A influência dos EUA no Oriente Médio vem diminuindo há anos, e a mais recente Estratégia de Defesa Nacional dos EUA, publicada no início de 2026, é prova disso. O documento ancora explicitamente as prioridades militares americanas em uma postura de prioridade à pátria e na contenção da China no Indo-Pacífico.

Ao invocar formalmente a Doutrina Monroe para concentrar esforços no Hemisfério Ocidental e enfatizar o apoio condicional aos aliados, os próprios documentos de política externa de Washington revelam um recuo estratégico e uma admissão de sobrecarga.

Nesse contexto, a escalada destrutiva entre EUA e Israel contra o Irã não pode ser vista como um retorno americano ao Oriente Médio, mas como uma tentativa desesperada de manter a relevância. Isso ecoa de perto a agressão tripartite de 1956 contra o Egito, orquestrada por Grã-Bretanha, França e Israel. Assim como aquela campanha malfadada foi uma tentativa desesperada e violenta de impérios europeus em declínio de demonstrar a relevância ocidental após o custo devastador da Segunda Guerra Mundial, as ações atuais entre EUA e Israel são os espasmos voláteis de uma hegemonia em declínio.

Considerando a agenda global de expansão e integração da China, Pequim provavelmente se tornará o novo ator global em nossa região, embora esse papel possa ser moldado para significar parceria em vez de domínio.

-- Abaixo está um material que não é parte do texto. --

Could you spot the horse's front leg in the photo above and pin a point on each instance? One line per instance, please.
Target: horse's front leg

Aristóteles, alertando contra o horror ao vácuo, propôs que todo espaço deve ser preenchido com algo; se os EUA saírem ou sua presença continuar a diminuir, esse espaço político não permanecerá vazio. Para o mundo árabe, o futuro traz tanto um desafio quanto uma imensa oportunidade. A saída americana criará margens políticas que os países árabes devem explorar e preencher em seus próprios termos. Se não o fizerem, outros o farão.

As nações árabes, assim como outras no Sul Global, compreendem plenamente o perigo da vulnerabilidade durante mudanças globais sísmicas, enquanto as grandes potências disputam influência. Reconhecem também como o comportamento dos EUA — atuando como facilitador de Israel, sem ditar os resultados regionais — apenas contribui para o desespero estratégico de Washington.

Esse desespero pode levar a uma saída repentina e caótica dos EUA, deixando um Israel agressivo expandir-se como uma potência hegemônica local, ou provocar mais campanhas militares não estratégicas com consequências nefastas. Tudo isso deixa as nações do Oriente Médio reféns de uma política externa volátil dos EUA, concedendo oportunidades para um Israel expansionista semear ainda mais caos.

Este momento, portanto, exige total clareza e unidade política árabe, insistindo na soberania real e na liberdade de agir com base nos interesses do povo. Essa nova agenda deve priorizar o desenvolvimento humano e a prosperidade econômica, juntamente com a igualdade e a justiça social.

Além disso, os árabes devem alcançar um novo contrato político que rejeite qualquer interferência estrangeira ou intervenção militar adicional, responsabilizando qualquer governo que se desvie desse princípio.

Por fim, uma posição árabe unificada deve ir além da mera retórica e partir para ações concretas, visando responsabilizar Israel, trabalhando incessantemente pela liberdade da Palestina e pelo fim da ocupação ilegal de terras libanesas e sírias.

As perspectivas políticas árabes devem abordar essas questões em todas as futuras integrações com atores globais, incluindo a China, para garantir que o ciclo de violência secular provocado pelo colonialismo ocidental chegue ao fim de vez.

As opiniões expressas neste artigo são de responsabilidade do autor e não refletem necessariamente a política editorial do Middle East Monitor.